Scalable Probabilistic Methods for the Next Generation Search Engine (PROSE)
With hundreds of millions of pages of information on the Internet,
search has become a fundamental service. The abundance of information
sets new challenges for even the best current search
engines. Qualitatively better ways are needed to answer user
queries. Our research is the development of a search engine kernel to
support next generation search services: a subject-specific node in a
distributed, hierarchical system for supporting navigation and
search. The system would be used on some part of the Internet, an
intranet or other document repository. The subject-specific node may
have tens of millions of pages, and needs to automatically build its
own hierarchies for topic, genre, and terminology - aspects of the
document set that we together call a concept map. This project will
provide the statistical computing techniques and their implementations
needed to build a search engine kernel intended for large (giga and
terabyte) document data sets. This is needed to implement features
such as hierarchical multi-aspect clustering, automatic extraction of
subject-specific topic hierarchies and intelligent query matching. In
addition to the basic research on methodological aspects the project
will also develop C/C++ libraries based on existing Open Source
scientific libraries. All the code to be developed for the kernel will
follow Open Source licensing in both a source and library model to
allow its inclusion in other projects.
Search is a fundamental service in information systems
The strength of the Internet is that there are billions of pages of
information available waiting to present information on an amazing
variety of topics in the format of newsgroups, magazines, references,
technical data, tutorials, sales literature, etc.
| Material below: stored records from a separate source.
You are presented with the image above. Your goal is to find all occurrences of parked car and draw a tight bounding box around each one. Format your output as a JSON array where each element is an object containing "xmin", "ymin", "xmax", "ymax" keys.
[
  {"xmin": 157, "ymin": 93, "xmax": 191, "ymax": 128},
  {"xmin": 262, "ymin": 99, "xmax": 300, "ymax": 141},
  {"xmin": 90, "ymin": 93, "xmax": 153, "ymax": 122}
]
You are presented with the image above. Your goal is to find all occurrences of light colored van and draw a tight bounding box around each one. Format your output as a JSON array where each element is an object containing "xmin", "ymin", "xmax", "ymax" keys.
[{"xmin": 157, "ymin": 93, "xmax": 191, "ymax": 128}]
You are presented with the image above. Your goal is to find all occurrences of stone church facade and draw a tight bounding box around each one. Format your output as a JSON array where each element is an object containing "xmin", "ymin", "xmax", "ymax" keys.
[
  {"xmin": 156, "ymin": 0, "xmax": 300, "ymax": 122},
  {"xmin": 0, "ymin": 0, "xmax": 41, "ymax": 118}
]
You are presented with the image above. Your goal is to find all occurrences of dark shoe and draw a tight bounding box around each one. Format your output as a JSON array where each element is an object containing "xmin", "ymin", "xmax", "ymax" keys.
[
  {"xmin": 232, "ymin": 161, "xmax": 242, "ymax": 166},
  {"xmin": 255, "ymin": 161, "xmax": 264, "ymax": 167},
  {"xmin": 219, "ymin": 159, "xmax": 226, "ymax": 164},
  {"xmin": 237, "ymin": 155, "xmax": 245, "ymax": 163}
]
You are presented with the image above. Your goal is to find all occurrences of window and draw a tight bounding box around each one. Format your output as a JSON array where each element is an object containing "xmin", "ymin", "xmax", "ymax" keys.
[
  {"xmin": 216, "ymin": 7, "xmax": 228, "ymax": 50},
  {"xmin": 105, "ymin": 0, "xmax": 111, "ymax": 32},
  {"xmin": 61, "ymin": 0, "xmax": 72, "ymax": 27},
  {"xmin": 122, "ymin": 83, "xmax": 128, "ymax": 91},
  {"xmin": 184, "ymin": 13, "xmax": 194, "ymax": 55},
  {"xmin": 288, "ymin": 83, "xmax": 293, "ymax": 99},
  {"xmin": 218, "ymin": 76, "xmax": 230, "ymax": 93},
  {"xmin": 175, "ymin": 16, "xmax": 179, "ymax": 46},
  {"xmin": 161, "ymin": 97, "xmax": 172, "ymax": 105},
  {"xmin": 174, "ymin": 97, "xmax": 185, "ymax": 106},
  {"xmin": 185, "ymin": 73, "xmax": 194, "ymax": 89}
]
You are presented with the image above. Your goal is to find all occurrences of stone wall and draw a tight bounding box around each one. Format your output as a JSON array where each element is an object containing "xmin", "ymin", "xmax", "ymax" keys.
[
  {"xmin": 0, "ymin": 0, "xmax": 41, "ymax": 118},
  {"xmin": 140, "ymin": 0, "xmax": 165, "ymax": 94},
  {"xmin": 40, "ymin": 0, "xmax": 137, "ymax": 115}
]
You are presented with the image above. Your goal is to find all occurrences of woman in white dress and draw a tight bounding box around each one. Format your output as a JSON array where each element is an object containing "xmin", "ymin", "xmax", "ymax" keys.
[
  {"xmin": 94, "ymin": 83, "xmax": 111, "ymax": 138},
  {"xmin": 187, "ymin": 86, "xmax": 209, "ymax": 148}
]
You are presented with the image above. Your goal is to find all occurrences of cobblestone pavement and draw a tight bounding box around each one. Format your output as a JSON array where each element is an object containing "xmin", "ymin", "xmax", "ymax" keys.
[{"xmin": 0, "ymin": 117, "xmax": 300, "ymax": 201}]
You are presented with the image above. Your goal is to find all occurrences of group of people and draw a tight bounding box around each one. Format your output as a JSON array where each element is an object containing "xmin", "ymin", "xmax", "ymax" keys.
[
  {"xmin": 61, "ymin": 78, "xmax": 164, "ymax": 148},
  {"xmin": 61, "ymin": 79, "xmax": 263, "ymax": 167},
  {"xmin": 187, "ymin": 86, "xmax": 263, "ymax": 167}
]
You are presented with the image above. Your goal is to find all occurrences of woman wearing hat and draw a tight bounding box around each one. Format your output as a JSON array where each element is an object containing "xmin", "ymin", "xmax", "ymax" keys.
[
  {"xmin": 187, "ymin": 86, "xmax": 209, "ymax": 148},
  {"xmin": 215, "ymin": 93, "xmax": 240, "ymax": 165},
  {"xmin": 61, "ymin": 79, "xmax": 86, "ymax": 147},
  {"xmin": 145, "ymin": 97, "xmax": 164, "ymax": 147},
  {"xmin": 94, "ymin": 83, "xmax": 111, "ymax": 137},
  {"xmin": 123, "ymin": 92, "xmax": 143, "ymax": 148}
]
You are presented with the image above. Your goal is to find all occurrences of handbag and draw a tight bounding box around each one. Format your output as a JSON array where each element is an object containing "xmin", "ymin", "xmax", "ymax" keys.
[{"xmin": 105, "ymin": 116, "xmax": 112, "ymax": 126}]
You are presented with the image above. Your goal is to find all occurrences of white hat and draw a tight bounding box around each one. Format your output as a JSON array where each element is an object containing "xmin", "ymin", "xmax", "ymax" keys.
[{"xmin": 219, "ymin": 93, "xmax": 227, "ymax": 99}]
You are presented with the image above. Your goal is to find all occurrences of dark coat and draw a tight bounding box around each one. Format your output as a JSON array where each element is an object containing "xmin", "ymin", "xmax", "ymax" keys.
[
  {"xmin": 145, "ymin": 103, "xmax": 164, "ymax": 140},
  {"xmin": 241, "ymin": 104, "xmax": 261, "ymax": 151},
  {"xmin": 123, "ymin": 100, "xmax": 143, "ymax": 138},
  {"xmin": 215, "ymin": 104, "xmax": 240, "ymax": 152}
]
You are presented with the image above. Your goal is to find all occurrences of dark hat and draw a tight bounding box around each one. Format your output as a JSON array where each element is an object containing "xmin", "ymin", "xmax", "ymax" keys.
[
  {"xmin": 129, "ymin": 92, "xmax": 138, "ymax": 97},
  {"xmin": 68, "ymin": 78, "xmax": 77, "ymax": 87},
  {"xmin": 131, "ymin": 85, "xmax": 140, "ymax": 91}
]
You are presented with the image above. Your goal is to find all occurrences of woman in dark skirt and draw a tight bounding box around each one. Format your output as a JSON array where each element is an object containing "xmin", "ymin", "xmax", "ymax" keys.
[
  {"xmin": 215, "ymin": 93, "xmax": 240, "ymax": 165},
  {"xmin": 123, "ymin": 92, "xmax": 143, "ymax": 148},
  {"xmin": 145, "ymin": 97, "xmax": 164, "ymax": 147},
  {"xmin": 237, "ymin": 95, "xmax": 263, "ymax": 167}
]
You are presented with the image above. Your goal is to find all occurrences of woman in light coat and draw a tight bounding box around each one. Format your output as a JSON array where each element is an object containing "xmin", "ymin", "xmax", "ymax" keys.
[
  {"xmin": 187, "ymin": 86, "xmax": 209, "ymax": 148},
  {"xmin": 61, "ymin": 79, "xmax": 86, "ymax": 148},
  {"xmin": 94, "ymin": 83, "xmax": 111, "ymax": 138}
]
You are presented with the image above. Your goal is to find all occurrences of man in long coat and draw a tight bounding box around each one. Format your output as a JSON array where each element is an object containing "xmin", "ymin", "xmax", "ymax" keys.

The weakness of the
Internet is that there are billions of pages of information, most of
them titled according to the whim of their author using subtly
different terminology to fool keyword search. Subject-specific search
sites have emerged to provide help for this situation, yet they are
time consuming to maintain, only sometimes provide good coverage
(Citeseer
for computer science research papers is one successful
example), and rarely provide a sophisticated interface. More
sophisticated methods such as the analysis and structure of pages with
their mixed topics, stylistic variations, and choice of terminology
are just beginning to be understood.
The future of search: a scalable, distributed, hierarchical concept map.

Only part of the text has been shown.